Mateo não hesitou nem por um segundo. Pegou o lubrificante da mesinha, besuntou minha entrada — já preparada pelo consolador — e cobriu o pau com cuidado. Entrou em mim até o fundo, devagar, como quem veste uma luva sob medida. Voltamos a aspirar e começou uma cavalgada sem trégua.
Ele não diminuía o ritmo. O som dos quadris dele contra meu corpo enchia o quarto, constante, implacável. Os seus vinte anos recém-completados apareciam em cada investida. Depois de um bom tempo, ele se virou de lado, agarrado à cabeceira, e continuou me destruindo sem descanso.
Eu estava morrendo de prazer. Era incrível. Mudamos de posição e fiquei sentado sobre ele. Abaixeii a boca e a uni à dele num beijo úmido e voraz, como se minha vida dependesse disso. Apoiado nos pés dele, me arremetia por baixo e me preenchia por inteiro.
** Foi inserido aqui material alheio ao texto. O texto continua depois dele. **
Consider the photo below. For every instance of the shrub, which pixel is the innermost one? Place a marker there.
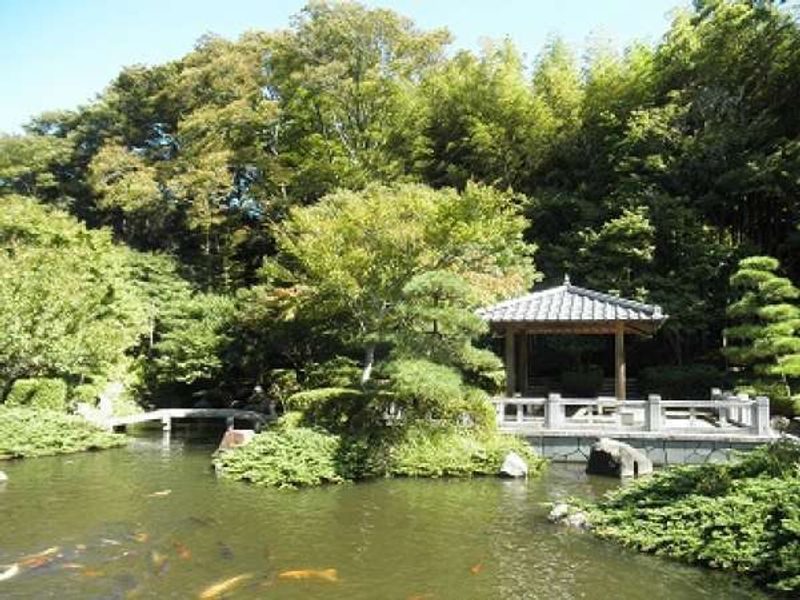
(743, 516)
(47, 394)
(429, 451)
(26, 432)
(286, 458)
(681, 382)
(428, 389)
(482, 368)
(340, 372)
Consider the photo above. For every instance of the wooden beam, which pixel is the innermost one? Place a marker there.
(511, 375)
(524, 363)
(619, 362)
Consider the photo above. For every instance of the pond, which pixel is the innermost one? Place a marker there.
(152, 521)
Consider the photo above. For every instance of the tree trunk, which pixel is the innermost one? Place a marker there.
(369, 360)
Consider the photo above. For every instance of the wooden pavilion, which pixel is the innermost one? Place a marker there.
(567, 310)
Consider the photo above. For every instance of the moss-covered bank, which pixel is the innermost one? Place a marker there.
(27, 432)
(743, 516)
(303, 456)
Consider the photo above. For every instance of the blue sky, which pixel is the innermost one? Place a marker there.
(60, 53)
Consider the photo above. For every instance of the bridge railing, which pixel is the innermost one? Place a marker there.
(724, 412)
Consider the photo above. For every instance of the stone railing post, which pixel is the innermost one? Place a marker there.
(499, 411)
(760, 416)
(553, 412)
(722, 411)
(653, 418)
(745, 412)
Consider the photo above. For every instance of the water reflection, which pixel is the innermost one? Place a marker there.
(482, 539)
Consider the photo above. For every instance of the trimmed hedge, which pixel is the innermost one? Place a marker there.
(26, 432)
(288, 457)
(744, 516)
(47, 394)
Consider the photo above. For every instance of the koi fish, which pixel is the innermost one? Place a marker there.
(10, 572)
(182, 551)
(324, 575)
(223, 587)
(159, 561)
(40, 558)
(225, 551)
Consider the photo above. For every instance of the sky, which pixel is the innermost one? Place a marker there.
(59, 54)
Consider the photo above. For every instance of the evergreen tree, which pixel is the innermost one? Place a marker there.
(765, 339)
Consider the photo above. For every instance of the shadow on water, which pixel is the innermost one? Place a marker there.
(152, 521)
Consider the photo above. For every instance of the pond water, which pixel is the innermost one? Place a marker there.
(397, 539)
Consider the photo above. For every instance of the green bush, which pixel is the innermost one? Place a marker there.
(482, 368)
(582, 383)
(685, 382)
(26, 432)
(339, 372)
(47, 394)
(286, 458)
(429, 451)
(743, 516)
(425, 388)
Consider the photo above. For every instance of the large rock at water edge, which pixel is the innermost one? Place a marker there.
(514, 466)
(617, 459)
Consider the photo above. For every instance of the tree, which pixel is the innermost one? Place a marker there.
(65, 307)
(765, 339)
(345, 76)
(352, 255)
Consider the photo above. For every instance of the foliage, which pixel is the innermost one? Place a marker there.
(42, 393)
(26, 432)
(294, 456)
(449, 452)
(742, 516)
(765, 338)
(681, 382)
(584, 383)
(351, 255)
(287, 458)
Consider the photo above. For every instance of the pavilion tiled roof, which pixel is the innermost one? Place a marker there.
(569, 303)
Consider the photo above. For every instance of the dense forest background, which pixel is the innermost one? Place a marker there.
(138, 225)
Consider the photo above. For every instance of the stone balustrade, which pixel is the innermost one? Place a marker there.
(725, 413)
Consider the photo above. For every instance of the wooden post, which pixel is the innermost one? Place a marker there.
(524, 362)
(511, 375)
(619, 361)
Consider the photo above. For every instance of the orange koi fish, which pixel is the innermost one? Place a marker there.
(323, 575)
(223, 587)
(182, 551)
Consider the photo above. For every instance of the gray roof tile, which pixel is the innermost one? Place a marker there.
(570, 303)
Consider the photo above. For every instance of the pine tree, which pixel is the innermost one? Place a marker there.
(765, 337)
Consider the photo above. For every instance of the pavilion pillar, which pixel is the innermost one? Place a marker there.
(620, 387)
(511, 375)
(524, 359)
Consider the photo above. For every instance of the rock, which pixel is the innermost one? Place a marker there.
(235, 437)
(558, 513)
(617, 459)
(564, 514)
(514, 466)
(109, 396)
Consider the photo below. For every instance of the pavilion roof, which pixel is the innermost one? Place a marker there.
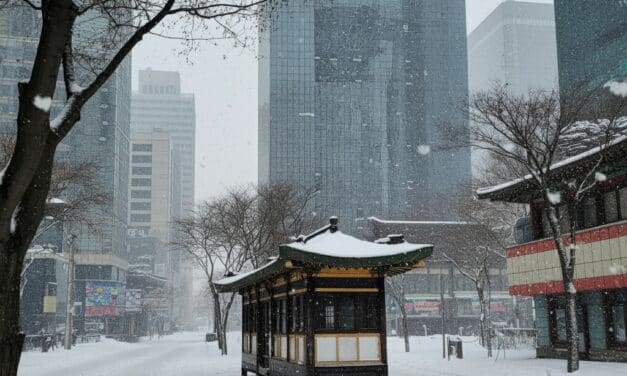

Eu o interrompi por um instante, aspirei de novo e comecei a montá-lo com sentadas profundas e raivosas, até que, entre gritos, ofegos, suor e sêmen, gozamos os dois ao mesmo tempo.
Era meu terceiro orgasmo desde que eu chegara em casa. Para ele, segundo me confessou depois, rindo, era o sexto do dia.
***
Aquela noite marcou um novo ritmo no apartamento. Cumpríamos à risca nossas responsabilidades — a faculdade dele, meu trabalho, as tarefas da casa —, mas nos dávamos prazer em cada brecha do dia.
Desde então dormimos juntos. De manhã, eu o levo de carro para a universidade no caminho do meu trabalho, e isso virou um ritual: ele se senta com as pernas bem abertas e, assim que consigo soltar a alavanca de câmbio, enfio a mão dentro da cueca dele e o acaricio enquanto dirijo.
Tomamos café da manhã, almoçamos e jantamos com ele dentro de mim sempre que dá, e no jantar preciso me mexer um pouco para que ele termine de descarregar. Ele não abre mão de uma boa trepada quando vamos dormir e, se não há que acordar cedo, de outra mais longa de madrugada.
Tomamos banho juntos e nos ensaboamos um ao outro, demorando-nos nas áreas mais sensíveis. Usamos o mesmo tipo de cueca e às vezes as trocamos: ele adora que o tio seja dele, que só ele possa me montar e me ter à disposição.
E quando ele viaja para a casa dos pais, também não para. Todas as noites, naquele silêncio que tanto nos une, uma chamada de vídeo nos conecta à distância e nos faz terminar um para o outro, até voltarmos a nos encontrar. O reencontro, sempre, é insuperável.